Cecil B. DeMille: Hollywood Macho Man and the Theme of Masculinity within His Biblical (and Other) Cinema

By Kozlovic, Anton Karl | Journal of Men, Masculinities and Spirituality, June 2008 | Go to article overview

Cecil B. DeMille: Hollywood Macho Man and the Theme of Masculinity within His Biblical (and Other) Cinema


Kozlovic, Anton Karl, Journal of Men, Masculinities and Spirituality


Cecil B. DeMille, the legendary co-founder of Hollywood, progenitor of Paramount studios and unsung auteur was a macho man and master of the American cinema whose indelible biblical epics strongly exuded the resonance of masculinity. Not only were many of his sacred characters scripturally correct, but they frequently reflected DeMille's own virile persona-cum-ethos. Utilizing textually based, humanist film analysis as the guiding methodological lens, the critical film, religion and DeMille literature was reviewed and his biblical (and other) cinema selectively scanned to reveal the theme of masculinity engineered therein. It was concluded that DeMille's trademark aesthetic style and phenomenal box office successes were firmly rooted in his personal courage ethic, directorial control needs and manly idiosyncrasies. Further research into gender studies, masculinity studies, DeMille studies and the emerging interdisciplinary field of religion-and-film was warranted, highly recommended and is already long overdue.

Introduction: The Master of the American Biblical Epic

Producer-director (1) Cecil B. DeMille (2) (1881-1959), affectionately known as "C.B." (to close friends), "Generalissimo" (to commentators) and "Mr. DeMille" (to everyone else), was a seminal co-founder of Hollywood and a progenitor of Paramount studio who helped turn an obscure Californian orange grove into an international movie center that became the synonym for commercial filmmaking worldwide (Birchard, 2004; DeMille & Hayne, 1960; Edwards, 1988; Essoe & Lee, 1970; Higashi, 1985, 1994; Higham, 1973; Koury, 1959; Louvish, 2008; Noerdlinger, 1956; Orrison, 1999; Ringgold & Bodeen, 1969). Not only was DeMille a legitimate if frequently unsung auteur, but in Gore Vidal's (1995, p. 303) estimation, he was the "auteur of auteurs," and according to film historian Sumiko Higashi (1994, p. 5), he had "left enormous traces of his authorship long before Francois Truffaut and Andrew Sarris made the term auteur fashionable in cinema studies."

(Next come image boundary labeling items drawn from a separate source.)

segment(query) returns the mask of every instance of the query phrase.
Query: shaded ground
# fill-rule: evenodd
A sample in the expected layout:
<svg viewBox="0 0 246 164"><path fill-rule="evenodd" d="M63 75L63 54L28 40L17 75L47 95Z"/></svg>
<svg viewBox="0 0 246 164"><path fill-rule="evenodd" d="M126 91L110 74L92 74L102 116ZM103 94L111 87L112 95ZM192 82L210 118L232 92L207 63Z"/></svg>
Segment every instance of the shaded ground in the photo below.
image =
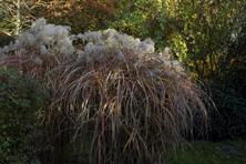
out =
<svg viewBox="0 0 246 164"><path fill-rule="evenodd" d="M168 155L166 164L246 164L246 141L205 142L184 145Z"/></svg>

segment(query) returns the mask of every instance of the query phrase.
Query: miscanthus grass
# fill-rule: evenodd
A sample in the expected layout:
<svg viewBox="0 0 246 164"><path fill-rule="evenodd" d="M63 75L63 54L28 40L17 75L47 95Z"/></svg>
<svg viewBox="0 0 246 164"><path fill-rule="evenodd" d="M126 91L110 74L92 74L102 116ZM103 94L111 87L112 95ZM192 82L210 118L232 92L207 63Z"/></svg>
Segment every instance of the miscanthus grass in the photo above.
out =
<svg viewBox="0 0 246 164"><path fill-rule="evenodd" d="M177 60L156 54L151 39L69 30L39 19L0 49L1 66L42 76L49 86L41 124L60 157L64 144L81 140L81 150L90 145L89 163L163 164L166 151L195 127L204 132L207 95ZM73 40L84 45L75 49Z"/></svg>

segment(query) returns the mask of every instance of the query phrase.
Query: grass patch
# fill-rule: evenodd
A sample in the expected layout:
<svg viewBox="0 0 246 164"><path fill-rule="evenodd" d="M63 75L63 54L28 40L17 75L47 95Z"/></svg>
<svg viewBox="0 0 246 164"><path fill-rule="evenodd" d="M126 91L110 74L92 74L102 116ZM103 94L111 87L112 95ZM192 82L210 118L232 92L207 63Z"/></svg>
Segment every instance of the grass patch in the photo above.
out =
<svg viewBox="0 0 246 164"><path fill-rule="evenodd" d="M198 141L184 145L176 154L167 155L166 164L245 164L246 143L243 140L233 142Z"/></svg>

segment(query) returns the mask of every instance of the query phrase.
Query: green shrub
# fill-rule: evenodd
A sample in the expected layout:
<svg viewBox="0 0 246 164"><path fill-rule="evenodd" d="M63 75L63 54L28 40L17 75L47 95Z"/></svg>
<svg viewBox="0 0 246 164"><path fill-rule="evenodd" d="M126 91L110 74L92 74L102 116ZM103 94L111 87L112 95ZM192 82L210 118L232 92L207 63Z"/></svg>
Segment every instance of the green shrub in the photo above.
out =
<svg viewBox="0 0 246 164"><path fill-rule="evenodd" d="M11 35L8 35L3 32L0 32L0 48L8 45L11 41L13 41L14 38Z"/></svg>
<svg viewBox="0 0 246 164"><path fill-rule="evenodd" d="M230 140L246 133L246 101L234 89L211 84L212 99L217 111L209 111L212 140Z"/></svg>
<svg viewBox="0 0 246 164"><path fill-rule="evenodd" d="M39 163L38 111L45 103L43 84L13 70L0 69L0 163Z"/></svg>

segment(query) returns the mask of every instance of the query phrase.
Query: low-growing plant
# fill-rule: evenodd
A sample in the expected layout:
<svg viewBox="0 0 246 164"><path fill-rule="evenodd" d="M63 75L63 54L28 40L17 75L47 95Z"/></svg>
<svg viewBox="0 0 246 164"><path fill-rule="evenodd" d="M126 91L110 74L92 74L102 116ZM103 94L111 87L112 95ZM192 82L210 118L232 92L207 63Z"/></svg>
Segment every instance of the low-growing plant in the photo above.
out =
<svg viewBox="0 0 246 164"><path fill-rule="evenodd" d="M44 32L49 29L61 32ZM42 113L49 140L60 155L53 163L55 158L64 162L64 145L78 140L88 163L163 163L165 152L182 136L192 135L194 126L206 129L207 95L177 60L157 55L151 39L141 41L112 29L76 37L66 31L60 42L68 45L66 41L81 39L84 47L69 47L73 51L63 53L57 44L63 30L68 28L41 19L20 34L19 47L0 50L7 54L0 65L43 76L49 85L51 104ZM45 45L45 53L29 44L29 39L39 48ZM21 53L8 57L10 50ZM194 115L201 116L199 124L194 125Z"/></svg>
<svg viewBox="0 0 246 164"><path fill-rule="evenodd" d="M39 110L45 86L30 75L0 68L0 163L39 163Z"/></svg>

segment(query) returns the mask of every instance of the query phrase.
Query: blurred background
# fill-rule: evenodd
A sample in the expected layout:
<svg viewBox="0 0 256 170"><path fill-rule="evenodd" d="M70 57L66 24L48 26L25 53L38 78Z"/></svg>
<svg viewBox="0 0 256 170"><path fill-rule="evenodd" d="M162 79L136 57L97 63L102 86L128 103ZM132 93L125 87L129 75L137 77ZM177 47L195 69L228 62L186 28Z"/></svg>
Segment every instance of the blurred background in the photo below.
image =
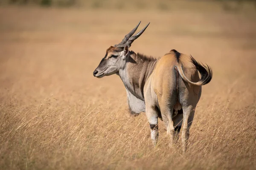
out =
<svg viewBox="0 0 256 170"><path fill-rule="evenodd" d="M189 149L152 149L125 88L93 72L141 20L130 49L172 49L212 68ZM255 0L0 0L0 169L256 169Z"/></svg>

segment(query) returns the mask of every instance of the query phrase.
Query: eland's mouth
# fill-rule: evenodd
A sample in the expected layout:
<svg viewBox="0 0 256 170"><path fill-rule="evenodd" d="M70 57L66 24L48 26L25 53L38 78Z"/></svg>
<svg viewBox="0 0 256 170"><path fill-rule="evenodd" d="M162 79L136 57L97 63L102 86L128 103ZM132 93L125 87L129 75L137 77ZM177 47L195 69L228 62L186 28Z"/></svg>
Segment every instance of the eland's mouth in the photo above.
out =
<svg viewBox="0 0 256 170"><path fill-rule="evenodd" d="M102 77L104 75L104 73L102 73L100 74L97 74L96 75L95 75L94 76L97 78L102 78Z"/></svg>

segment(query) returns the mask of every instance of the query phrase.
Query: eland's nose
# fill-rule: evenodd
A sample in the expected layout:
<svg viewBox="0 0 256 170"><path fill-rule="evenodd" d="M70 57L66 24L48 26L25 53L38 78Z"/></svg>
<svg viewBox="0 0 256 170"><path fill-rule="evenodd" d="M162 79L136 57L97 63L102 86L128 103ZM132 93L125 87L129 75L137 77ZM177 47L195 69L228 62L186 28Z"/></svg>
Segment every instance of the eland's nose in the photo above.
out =
<svg viewBox="0 0 256 170"><path fill-rule="evenodd" d="M98 73L98 71L97 70L95 70L94 71L93 71L93 76L96 76L96 74L97 74L97 73Z"/></svg>

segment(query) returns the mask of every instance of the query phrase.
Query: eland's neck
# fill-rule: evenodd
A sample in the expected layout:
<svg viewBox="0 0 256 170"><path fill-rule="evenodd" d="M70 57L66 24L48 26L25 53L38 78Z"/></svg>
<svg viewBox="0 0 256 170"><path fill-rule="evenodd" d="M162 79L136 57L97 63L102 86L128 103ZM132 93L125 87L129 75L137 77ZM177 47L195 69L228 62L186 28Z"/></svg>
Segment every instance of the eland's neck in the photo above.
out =
<svg viewBox="0 0 256 170"><path fill-rule="evenodd" d="M125 68L118 74L126 90L138 99L144 101L143 90L146 81L151 74L157 60L139 53L130 51Z"/></svg>

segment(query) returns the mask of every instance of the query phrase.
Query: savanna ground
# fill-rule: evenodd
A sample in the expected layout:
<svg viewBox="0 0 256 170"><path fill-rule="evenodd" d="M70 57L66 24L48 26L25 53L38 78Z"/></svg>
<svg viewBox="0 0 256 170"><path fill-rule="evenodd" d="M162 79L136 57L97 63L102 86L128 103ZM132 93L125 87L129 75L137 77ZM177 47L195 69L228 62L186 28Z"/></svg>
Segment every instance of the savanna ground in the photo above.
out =
<svg viewBox="0 0 256 170"><path fill-rule="evenodd" d="M0 169L256 169L256 13L182 6L0 7ZM152 147L117 76L93 76L140 20L151 23L131 49L175 49L213 70L183 156L161 122Z"/></svg>

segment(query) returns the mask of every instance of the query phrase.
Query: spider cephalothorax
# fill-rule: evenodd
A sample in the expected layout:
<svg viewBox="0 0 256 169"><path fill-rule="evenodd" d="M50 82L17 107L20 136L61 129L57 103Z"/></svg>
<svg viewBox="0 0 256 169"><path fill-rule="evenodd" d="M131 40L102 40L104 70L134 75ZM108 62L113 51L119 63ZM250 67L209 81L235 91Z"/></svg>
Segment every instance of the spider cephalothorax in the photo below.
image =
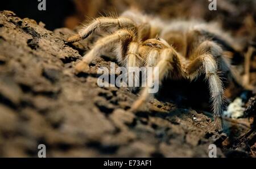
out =
<svg viewBox="0 0 256 169"><path fill-rule="evenodd" d="M74 43L106 29L110 33L95 43L76 65L76 71L86 71L95 57L109 52L112 48L114 49L111 52L119 64L127 69L157 67L160 82L164 78L193 81L205 76L216 127L221 128L224 88L220 73L228 72L232 75L226 54L228 52L225 52L232 49L226 42L228 36L224 36L225 40L220 38L222 32L218 28L203 22L163 22L156 18L127 11L119 18L96 19L68 41ZM149 88L144 87L131 106L132 110L136 111L147 100L150 95Z"/></svg>

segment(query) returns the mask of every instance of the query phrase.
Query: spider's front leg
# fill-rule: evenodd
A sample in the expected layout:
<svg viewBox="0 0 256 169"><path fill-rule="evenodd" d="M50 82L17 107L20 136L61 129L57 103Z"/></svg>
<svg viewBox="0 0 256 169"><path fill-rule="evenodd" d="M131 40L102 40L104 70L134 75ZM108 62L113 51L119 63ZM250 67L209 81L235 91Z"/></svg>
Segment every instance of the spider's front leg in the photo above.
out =
<svg viewBox="0 0 256 169"><path fill-rule="evenodd" d="M163 49L160 54L160 58L158 58L159 53L156 50L152 50L148 56L147 66L152 66L154 67L154 71L152 76L147 77L151 78L147 83L146 87L143 89L141 96L139 97L131 105L131 111L136 111L139 108L146 102L150 96L152 95L150 90L154 85L159 85L160 82L163 81L169 73L174 71L177 71L175 73L181 74L181 65L177 52L174 49L170 47ZM158 62L154 63L154 62ZM177 67L177 69L174 69ZM158 76L158 78L155 79L155 76ZM158 82L155 82L158 80Z"/></svg>
<svg viewBox="0 0 256 169"><path fill-rule="evenodd" d="M86 71L89 69L89 64L97 57L100 57L104 54L108 49L112 47L117 47L122 45L120 43L127 43L132 41L135 38L133 32L128 29L120 29L115 32L113 34L99 39L94 44L94 47L88 53L83 56L82 61L79 62L75 66L76 73ZM122 60L123 52L121 48L117 48L115 53L118 57L118 60Z"/></svg>
<svg viewBox="0 0 256 169"><path fill-rule="evenodd" d="M129 18L112 18L101 17L96 19L88 26L82 28L79 34L73 36L68 39L69 43L75 43L88 37L90 35L96 32L101 28L117 27L119 29L130 28L135 31L136 26L134 22Z"/></svg>
<svg viewBox="0 0 256 169"><path fill-rule="evenodd" d="M187 66L187 75L193 80L202 73L205 73L208 81L216 129L221 130L224 91L216 60L222 57L222 49L214 42L206 41L199 46L195 53L197 57Z"/></svg>

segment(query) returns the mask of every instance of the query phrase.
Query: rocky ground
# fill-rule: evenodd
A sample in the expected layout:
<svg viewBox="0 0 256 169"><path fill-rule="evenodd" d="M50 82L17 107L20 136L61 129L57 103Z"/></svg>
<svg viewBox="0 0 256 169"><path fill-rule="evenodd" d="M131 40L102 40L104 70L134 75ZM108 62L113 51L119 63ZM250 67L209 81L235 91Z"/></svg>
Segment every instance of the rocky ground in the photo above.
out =
<svg viewBox="0 0 256 169"><path fill-rule="evenodd" d="M148 110L127 111L137 95L97 84L109 60L73 73L88 48L68 44L73 33L0 12L0 157L37 157L42 143L48 157L208 157L212 143L220 157L254 156L247 119L226 120L224 133L212 129L209 113L156 99Z"/></svg>

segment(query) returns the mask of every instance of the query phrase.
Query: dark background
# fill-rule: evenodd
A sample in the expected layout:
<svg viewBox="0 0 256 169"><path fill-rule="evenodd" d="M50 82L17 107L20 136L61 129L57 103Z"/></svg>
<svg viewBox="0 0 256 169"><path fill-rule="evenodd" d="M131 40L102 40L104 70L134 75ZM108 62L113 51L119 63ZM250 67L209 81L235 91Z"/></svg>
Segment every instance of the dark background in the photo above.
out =
<svg viewBox="0 0 256 169"><path fill-rule="evenodd" d="M1 1L0 10L10 10L22 18L42 21L46 24L46 28L51 30L64 27L65 18L75 12L72 0L46 0L46 11L38 10L40 2L38 0Z"/></svg>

DeMille was a confirmed Episcopalian Christian (3) and a self-confessed pop culture professional (DeMille & Hayne, 1960, p. 195) who grew to become the undisputed master of the American biblical epic with such indelible classics as The Ten Commandments (1923), The King of Kings (1927), Samson and Delilah (1949) and The Ten Commandments (1956). As Jon Solomon (2001, p. 175) noted: "DeMille's parting of the Red Sea in 1956 and his Samsonian destruction of the temple of Dagon [in 1949] ... will be remembered as the most representative and iconographical Old Testament depictions of the twentieth century." Not surprisingly, DeMille was variously tagged "high priest of the religious genre" (Holloway, 1977, p. 26), a "prophet in celluloid" (Billy Graham quoted in Andersen, 1970, p. 279), and the "arch apostle of spectacle" (Clapham, 1974, p. 21), amongst many other honorific titles, artistic hosannas and industry accolades (see Essoe & Lee, 1970, pp. 245-247). Indeed, one Protestant church leader proudly proclaimed that: "The first century had its Apostle Paul, the thirteenth century had St. Francis, the sixteenth had Martin Luther and the twentieth has Cecil B. DeMille" (Manfull, 1970, p. 357).

Despite all this professional praise, and having successfully achieved one of his life's ambitions, namely: "my ministry was making religious movies and getting more people to read the Bible than anyone else ever has" (Orrison, 1999, p. 108), DeMille's accomplishments were frequently ignored, dismissed or disdained by academia, the cognoscenti, literati and aesthete. For example, film commentator Barry Norman (1985, p. 182) claimed that Samson and Delilah "was certainly the worst and most absurd of all his films in that genre," and that DeMille "was a man who thought big--not often deeply, but big" (p. 160). Biographer David Thomson (1995, p. 182) considered DeMille to be "silliest in his biblical and Roman films," auteur advocate Andrew Sarris (1968) had excluded DeMille from his list of pantheon directors whilst film historians Giannetti and Eyman (1996, p.